The reason behind the disregard stems beyond the misogyny typically seen in other Western countries. Social norms, particularly formed from Bashir’s grasp on Sudanese culture, prohibit and target women to such an abusive extent that the path to equal participation may easily seem impossible. 


The most degrading social norm persists in the sustenance of gender-based violence or GBV. GBV refers to violence against women, including rape, domestic abuse, sexual harassment, and sex trafficking. GBV is typically deeply rooted in gender inequality. One of the most notable human rights violations, gender-based violence continues to exist in places like Sudan. Moreover, there happens to simultaneously be an acceptance of GBV within communities. Women are encouraged to tolerate violence and wife beatings are deemed acceptable. Those in intimate relationships are told to withstand physical violence and forced intercourse.

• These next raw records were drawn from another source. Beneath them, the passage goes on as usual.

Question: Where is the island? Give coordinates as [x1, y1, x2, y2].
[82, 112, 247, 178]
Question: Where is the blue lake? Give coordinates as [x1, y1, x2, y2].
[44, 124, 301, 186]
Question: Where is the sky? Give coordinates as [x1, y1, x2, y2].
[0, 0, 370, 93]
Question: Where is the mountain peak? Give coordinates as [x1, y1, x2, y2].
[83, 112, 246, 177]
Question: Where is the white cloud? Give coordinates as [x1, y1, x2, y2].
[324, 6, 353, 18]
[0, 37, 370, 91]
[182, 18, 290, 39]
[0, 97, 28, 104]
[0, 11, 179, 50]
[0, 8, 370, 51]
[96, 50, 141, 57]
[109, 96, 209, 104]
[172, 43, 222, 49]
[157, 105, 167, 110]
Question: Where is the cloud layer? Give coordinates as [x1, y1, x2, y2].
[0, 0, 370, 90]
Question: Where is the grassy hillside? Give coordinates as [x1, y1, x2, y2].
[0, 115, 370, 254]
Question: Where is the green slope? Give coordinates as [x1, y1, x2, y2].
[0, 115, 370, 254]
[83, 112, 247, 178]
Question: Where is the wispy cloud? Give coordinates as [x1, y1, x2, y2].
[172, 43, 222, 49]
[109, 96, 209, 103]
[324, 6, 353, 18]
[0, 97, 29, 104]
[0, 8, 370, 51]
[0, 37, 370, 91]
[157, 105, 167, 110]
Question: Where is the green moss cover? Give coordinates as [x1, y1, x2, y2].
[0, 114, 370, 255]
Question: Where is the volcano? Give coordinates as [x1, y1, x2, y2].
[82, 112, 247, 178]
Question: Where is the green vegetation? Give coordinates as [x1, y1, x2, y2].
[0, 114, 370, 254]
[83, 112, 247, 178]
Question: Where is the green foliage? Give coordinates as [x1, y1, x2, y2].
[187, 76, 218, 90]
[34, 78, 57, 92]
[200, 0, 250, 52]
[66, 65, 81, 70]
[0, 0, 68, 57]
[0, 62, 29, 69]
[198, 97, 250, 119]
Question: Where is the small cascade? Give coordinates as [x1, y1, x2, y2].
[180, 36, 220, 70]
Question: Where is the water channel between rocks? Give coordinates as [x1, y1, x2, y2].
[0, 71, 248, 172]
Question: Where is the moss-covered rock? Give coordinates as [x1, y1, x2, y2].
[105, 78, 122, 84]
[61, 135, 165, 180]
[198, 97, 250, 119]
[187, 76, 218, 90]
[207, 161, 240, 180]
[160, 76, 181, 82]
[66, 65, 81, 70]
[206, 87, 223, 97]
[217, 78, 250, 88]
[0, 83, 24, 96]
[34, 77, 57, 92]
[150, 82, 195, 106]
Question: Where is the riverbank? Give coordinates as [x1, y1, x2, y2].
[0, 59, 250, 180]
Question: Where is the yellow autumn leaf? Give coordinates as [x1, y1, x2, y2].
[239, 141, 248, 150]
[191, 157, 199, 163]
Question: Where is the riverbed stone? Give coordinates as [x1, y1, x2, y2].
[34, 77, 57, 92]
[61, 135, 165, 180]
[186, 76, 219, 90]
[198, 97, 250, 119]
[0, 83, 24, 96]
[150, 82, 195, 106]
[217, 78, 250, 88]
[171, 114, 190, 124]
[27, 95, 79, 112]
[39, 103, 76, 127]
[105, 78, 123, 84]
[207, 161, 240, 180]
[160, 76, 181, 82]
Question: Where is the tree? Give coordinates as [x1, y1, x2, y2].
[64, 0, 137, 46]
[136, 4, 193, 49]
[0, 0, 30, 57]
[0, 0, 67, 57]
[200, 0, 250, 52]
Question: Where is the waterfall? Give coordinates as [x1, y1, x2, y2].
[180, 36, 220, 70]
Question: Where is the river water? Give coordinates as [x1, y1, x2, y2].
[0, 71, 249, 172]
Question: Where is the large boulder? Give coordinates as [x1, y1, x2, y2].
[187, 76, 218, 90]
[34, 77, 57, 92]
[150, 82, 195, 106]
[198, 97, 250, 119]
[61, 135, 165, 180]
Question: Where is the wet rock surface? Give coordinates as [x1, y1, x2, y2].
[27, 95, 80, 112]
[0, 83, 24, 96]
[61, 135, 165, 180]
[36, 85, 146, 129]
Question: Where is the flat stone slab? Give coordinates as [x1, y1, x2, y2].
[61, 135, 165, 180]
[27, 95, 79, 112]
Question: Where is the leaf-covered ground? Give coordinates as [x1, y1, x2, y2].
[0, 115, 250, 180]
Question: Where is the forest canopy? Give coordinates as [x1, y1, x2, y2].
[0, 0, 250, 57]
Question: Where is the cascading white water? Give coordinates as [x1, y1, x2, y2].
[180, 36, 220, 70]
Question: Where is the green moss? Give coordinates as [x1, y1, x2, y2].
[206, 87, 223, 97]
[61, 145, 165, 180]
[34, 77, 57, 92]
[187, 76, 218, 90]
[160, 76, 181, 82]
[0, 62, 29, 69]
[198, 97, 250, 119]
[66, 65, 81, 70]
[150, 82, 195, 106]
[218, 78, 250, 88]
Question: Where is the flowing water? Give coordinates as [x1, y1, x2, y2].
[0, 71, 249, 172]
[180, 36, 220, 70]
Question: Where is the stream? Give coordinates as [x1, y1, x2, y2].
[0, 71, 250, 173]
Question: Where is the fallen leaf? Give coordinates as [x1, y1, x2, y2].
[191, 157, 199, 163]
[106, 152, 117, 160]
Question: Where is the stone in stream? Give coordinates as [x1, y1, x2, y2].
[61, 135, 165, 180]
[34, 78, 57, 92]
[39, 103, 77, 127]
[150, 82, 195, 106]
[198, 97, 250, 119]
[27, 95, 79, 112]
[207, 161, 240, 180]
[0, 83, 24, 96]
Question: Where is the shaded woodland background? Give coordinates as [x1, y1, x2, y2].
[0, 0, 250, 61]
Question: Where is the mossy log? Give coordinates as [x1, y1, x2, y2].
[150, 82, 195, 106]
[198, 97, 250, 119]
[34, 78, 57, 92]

Ms. Niemat Ahmadi mentions that “for the last 18 years, women have been subject to the most brutal [form] of attack. The former regime of al-Bashir has used rape systematically and as a deliberate policy of state against its own people, knowing that women in Darfur represent the center of society and the center of the family.”

Darfur women are victims of a cycle of violence that targets them for their gender. Knowing this, former president al-Bashir has repeatedly manipulated state laws to allow the conformity of GBV to demoralize and attack women. It is “the culture of the promotion of violence against women and the immunity that is associated with it because it had become a state policy,” says Ms. Ahmadi. “Women have been subjected to not only the direct harm, as a result of targeting them and attacking them, but also the psychological and social stigma that is associated with rape [and] the harm they have experienced from the attack on their communities.” For 18 long years, the consequences of constant attacks are bound to be seen for generations to come. Moreover, the lawlessness affects not only women but also encourages a sense of invincibility and superiority among men. Bending the law to their will, male supremacy takes hold into society as women are further seen as incapable and powerless. The generational trauma and stigma as well as the psychological damage done to victims create an endless cycle of violence that brutally tears Sudanese women apart. 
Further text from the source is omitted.